I’m looking to buy large pine cones and I will need them throughout the year. Show me what you have😀😀.


----------



## RideBarefoot (Jun 29, 2008)

What size is large to you? They are everywhere here.


----------



## Yoopergirl58 (May 12, 2018)

4” and up.


----------



## RideBarefoot (Jun 29, 2008)

Let me check what's around.


----------



## Yoopergirl58 (May 12, 2018)

Thank you!


----------



## kinderfeld (Jan 29, 2006)

Got them all over my yard.


----------



## Yoopergirl58 (May 12, 2018)

kinderfeld said:


> Got them all over my yard.


Would you be interested in selling? And will you please send me a picture of them?


----------



## muleskinner2 (Oct 7, 2007)

Yoopergirl58 said:


> I’m looking to buy large pine cones and I will need them throughout the year. Show me what you have😀😀.

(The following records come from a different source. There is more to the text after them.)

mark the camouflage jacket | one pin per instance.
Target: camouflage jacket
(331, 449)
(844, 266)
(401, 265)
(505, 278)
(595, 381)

How many truck loads do you need?


----------



## wdcutrsdaughter (Dec 9, 2012)

From any specific pine? 

Tell us what you are doing with them! At least I am curious...


----------



## Yoopergirl58 (May 12, 2018)

muleskinner2 said:


> How many truck loads do you need?


Can’t handle that many 😂😂😂


----------



## Yoopergirl58 (May 12, 2018)

wdcutrsdaughter said:


> From any specific pine?
> 
> Tell us what you are doing with them! At least I am curious...


no...just as long as they’re large 🙂
I make suet cones for birds 🐦


----------